Report Blasts County over Crime Victim Restitution

Countless crime victims are being cheated out of restitution money in Santa Clara County, according to a new Civil Grand Jury report.

Lax oversight and weak enforcement have allowed convicted criminals to skirt around court-ordered restitution demands, leaving their victims with little to none of the money entitled to them under state law. Victims who suffered losses from a crime often have to hire private attorneys to track down what’s owed, when the county should be able to do that for them, jurors said.

“The grand jury recognizes that some criminals lack the ability to pay restitution,” the report says. “However, the … investigation revealed that various agencies in the system accept too readily a criminal’s claimed inability to pay without substantial justification.”

In the audit finalized in June, jurors slammed the District Attorney’s office and the departments of probation, corrections and revenue collections for a lack of “sufficient oversight,” adding that “little has been done” since a 2004 grand jury found similar problems.

The panel found that the Department of Revenue routinely let down victims by failing to collect money owed by their offenders.

“If the victim does not get paid in full by the end of the criminal’s probation, there is rarely a consequence for the criminal who has not paid the victim restitution in full,” the report says.

Meanwhile, victims are met with little sympathy when they call to ask about the standing of their account. And no one informed them that they have the option of pursuing a civil suit.
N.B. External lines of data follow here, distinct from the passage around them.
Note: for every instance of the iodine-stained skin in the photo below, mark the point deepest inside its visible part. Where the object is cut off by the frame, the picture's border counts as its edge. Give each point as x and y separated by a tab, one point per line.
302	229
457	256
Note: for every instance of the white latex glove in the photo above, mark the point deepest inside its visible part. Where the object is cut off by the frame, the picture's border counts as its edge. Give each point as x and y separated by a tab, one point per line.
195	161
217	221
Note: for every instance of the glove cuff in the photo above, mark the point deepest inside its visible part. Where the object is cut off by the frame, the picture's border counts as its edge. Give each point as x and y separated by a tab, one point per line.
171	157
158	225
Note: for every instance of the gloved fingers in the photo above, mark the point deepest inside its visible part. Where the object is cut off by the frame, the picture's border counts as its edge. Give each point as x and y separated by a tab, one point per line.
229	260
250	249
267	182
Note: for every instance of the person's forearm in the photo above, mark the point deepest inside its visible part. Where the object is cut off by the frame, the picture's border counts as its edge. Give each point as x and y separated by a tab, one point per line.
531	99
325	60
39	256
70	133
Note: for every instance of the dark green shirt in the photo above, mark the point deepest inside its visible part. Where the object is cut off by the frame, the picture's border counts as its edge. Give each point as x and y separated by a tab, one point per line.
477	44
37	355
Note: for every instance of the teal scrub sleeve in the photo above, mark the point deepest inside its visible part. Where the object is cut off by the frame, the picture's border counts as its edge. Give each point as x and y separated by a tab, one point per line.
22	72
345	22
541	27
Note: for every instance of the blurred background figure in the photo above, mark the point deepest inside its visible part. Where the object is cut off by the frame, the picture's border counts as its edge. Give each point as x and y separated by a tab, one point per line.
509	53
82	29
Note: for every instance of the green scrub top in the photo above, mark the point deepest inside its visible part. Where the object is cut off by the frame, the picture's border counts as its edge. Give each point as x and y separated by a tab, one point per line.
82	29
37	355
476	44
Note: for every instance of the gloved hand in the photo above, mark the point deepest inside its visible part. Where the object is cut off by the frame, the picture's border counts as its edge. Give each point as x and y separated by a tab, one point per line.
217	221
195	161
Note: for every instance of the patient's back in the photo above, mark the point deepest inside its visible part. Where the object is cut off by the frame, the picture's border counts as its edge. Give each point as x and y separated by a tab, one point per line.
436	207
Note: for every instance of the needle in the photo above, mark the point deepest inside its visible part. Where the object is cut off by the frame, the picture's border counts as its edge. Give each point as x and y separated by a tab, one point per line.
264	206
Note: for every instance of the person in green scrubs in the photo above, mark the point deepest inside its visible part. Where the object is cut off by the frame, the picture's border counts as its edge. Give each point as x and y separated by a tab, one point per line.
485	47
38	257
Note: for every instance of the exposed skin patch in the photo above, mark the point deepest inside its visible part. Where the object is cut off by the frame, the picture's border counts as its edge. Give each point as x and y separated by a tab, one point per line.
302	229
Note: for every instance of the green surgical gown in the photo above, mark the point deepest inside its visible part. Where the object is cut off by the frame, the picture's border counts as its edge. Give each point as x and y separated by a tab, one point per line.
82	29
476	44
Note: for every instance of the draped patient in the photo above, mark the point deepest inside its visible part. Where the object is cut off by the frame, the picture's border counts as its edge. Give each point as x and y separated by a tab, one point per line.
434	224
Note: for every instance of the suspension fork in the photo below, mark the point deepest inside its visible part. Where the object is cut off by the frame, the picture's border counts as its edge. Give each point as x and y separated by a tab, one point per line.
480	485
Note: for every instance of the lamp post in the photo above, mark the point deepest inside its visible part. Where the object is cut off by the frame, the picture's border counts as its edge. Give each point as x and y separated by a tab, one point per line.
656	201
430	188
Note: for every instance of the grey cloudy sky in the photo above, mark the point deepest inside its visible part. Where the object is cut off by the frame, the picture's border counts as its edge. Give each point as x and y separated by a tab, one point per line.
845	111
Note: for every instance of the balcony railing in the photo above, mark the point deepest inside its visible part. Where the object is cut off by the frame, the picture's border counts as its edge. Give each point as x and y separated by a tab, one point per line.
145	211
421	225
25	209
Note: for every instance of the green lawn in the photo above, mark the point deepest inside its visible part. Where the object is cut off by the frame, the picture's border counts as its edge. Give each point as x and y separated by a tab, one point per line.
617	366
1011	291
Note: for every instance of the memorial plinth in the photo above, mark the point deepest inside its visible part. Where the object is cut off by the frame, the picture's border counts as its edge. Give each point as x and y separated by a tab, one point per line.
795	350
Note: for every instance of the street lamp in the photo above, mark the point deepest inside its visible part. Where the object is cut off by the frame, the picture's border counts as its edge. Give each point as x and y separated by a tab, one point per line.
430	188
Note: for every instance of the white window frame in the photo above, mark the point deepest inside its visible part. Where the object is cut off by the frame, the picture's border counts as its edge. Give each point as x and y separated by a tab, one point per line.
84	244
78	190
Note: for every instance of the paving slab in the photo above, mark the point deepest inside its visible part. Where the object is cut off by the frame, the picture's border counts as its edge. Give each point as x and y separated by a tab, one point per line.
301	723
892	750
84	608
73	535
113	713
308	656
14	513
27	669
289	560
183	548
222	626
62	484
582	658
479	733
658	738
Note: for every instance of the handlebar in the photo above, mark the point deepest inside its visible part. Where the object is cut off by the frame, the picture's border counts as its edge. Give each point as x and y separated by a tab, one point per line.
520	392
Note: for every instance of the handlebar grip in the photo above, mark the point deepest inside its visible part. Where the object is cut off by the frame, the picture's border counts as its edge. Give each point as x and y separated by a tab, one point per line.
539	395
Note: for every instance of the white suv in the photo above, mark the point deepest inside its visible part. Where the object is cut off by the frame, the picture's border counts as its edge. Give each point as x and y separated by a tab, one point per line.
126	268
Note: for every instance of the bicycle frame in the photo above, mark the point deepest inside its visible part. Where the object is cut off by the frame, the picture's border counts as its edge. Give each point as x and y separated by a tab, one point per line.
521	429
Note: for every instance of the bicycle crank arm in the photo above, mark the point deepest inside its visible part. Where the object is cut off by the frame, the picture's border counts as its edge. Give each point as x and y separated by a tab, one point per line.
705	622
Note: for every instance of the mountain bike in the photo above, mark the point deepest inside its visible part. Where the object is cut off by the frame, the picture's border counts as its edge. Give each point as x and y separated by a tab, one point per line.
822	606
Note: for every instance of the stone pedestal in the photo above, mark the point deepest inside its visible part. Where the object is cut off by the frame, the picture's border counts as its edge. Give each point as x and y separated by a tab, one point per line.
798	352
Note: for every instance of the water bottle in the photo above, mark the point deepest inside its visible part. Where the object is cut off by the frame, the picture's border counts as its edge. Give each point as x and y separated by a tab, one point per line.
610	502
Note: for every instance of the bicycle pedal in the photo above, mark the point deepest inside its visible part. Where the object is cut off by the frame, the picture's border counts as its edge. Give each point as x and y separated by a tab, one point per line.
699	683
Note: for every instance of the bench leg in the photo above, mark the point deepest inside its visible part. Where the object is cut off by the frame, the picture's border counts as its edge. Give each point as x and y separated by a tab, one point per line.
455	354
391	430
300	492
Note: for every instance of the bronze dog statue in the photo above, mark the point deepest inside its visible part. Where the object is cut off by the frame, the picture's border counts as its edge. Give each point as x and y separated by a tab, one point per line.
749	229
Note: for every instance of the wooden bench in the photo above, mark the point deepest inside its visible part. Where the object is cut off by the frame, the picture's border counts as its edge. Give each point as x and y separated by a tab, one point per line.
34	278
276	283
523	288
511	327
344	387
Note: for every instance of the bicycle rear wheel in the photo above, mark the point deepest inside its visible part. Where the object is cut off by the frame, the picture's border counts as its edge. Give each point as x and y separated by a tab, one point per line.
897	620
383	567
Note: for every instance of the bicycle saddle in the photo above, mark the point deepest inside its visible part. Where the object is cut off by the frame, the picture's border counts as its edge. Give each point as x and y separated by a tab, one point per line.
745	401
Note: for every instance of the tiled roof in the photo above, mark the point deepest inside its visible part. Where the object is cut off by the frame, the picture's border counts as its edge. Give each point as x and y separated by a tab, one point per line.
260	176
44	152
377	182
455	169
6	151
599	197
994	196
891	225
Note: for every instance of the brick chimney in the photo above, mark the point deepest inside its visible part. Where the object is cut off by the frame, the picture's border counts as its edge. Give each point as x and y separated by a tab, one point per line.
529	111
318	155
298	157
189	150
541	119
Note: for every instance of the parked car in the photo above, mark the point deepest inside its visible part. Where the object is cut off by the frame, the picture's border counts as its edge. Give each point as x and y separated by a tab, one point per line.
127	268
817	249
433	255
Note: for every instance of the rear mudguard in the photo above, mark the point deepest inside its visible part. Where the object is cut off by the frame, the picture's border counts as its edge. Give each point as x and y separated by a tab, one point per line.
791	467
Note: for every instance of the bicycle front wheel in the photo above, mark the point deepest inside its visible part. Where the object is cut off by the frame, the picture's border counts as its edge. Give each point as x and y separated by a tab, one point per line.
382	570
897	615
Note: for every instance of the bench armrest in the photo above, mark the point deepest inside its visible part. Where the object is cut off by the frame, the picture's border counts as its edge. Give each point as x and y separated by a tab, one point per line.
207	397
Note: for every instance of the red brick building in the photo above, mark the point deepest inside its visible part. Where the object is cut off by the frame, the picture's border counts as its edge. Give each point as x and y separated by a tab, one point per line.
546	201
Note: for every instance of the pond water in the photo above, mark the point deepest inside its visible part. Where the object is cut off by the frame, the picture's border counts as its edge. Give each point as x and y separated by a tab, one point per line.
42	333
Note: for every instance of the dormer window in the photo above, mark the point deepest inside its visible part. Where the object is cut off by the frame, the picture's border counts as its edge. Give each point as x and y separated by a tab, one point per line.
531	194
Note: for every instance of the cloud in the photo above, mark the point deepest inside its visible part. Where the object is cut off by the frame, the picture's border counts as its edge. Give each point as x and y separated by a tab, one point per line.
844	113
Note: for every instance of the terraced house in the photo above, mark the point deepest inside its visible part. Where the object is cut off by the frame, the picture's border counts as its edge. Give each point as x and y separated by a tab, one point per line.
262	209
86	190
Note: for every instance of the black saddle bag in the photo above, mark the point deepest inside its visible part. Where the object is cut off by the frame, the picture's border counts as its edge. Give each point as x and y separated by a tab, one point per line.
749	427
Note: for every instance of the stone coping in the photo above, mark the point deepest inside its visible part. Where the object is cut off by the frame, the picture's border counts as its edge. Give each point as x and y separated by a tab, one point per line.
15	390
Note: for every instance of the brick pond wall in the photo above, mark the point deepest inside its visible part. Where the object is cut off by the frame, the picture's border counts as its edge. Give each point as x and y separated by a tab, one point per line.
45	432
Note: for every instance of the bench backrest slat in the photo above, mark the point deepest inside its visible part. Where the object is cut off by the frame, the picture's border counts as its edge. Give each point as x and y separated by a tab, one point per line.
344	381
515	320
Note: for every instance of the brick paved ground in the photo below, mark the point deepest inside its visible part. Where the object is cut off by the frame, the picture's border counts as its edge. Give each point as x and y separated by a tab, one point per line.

“Lest we forget, there is a human side to this victim restitution process,” the report states. “One victim told the grand jury that when she called the DOR to complain about the small amount of victim restitution being paid to her, an employee’s response was that she should be thankful that she was getting any check at all, and that there was nothing they could do to help her.”

Instead of recruiting help from private collection agencies because they skim a 15 percent commission off the top of what they collect, the DOR has opted to handle difficult cases on its own—but with little success.

“It seems likely to the grand jury that many victims would rather have 85 percent of something collected by a private agency than 100 percent of nothing collected by the DOR,” the audit continues.

The DOR claims it’s a collection agency but it makes little effort to collect anything. It’s really just a passive billing agency, jurors determined.

The county should “aggressively ascertain the criminal’s ability to pay” and consider delinquency grounds for a probation violation, jurors said. For jailed offenders, the county ought to deduct cash from their personal accounts, which friends and family pay into from the outside since there are no work assignments at the Main Jail or Elmwood Correctional Facility.

Sometimes the money is collected but never claimed by the victims. In 2011, $418,539 of unclaimed cash went back to the DA’s office, where it paid for paralegals to work on victim restitution cases.

A watchdog group set up by the Board of Supervisors a decade ago has done little to help. When the Victim Restitution Committee meets, they spend an hour in a “roundtable discussion” with little structure and a light agenda. The group has achieved no measurable accomplishments in the past seven years, the grand jury says.

Jurors chose to investigate the restitution system after a victim tipped them off to their case, in which she and several other victims were owed hundreds of thousands of dollars from a criminal. A judge ordered the convict to pay $1,000 a month to each victim for three years. But the checks coming in were only around $100, so the victims wound up hiring a private lawyer to get the rest.

Read the entire report here.

The local glitches are part of a statewide problem. A 2013 ABC7 news report found that millions of dollars go unclaimed because counties fail to forward victim contact information to the state office that collects restitution.

Jennifer Wadsworth is the former news editor for San Jose Inside and Metro Silicon Valley. Follow her on Twitter at @jennwadsworth.


  1. This is pretty sad. The Office of Human Relations had a pretty successful Victim Offender Program that helped get restitution for victims. I’m curious as to what happened to it.

    In my personal opinion, the County and the Board of Supervisors spend more money and time working to help offenders than victims. This really needs to change.

  2. Too bad this is surprising as a tornado in Kansas. Every failed audit is followed by another failed audit. Executive Smith is only interested in VMC and EPIC and loves to micromanage them. Everything else swept under the rug by his army of yes men who know that Grand Jury and Harvey Rose never follow through. If employees complain their career is over. The board of supervisors are too busy pontificating to rock the boat. The Mercury never reports on anything county and the public gets screwed.

    • Hey, butterfly–neither the Grand Jury nor Harvey Rose have any enforcement authority with which to follow through .

      • True, but I have seen agency heads flat out lie to the BOS about implementing findings. Nobody, nobody ever doublecheck to see if these any changes are ever made.

  3. Yah I still haven’t gotten restitution for case #C1115958 where I was assulted. On the bright side, the council voted away my attackers right to do business here. Maybe him and his ilk will go back to “tough guy NYC” and leave this business to the peace loving hippies that started here.

    And shame on Perry Woodward for defending the guy. Seriously man, someone as highfalutin as you shouldn’t have even set foot on that case.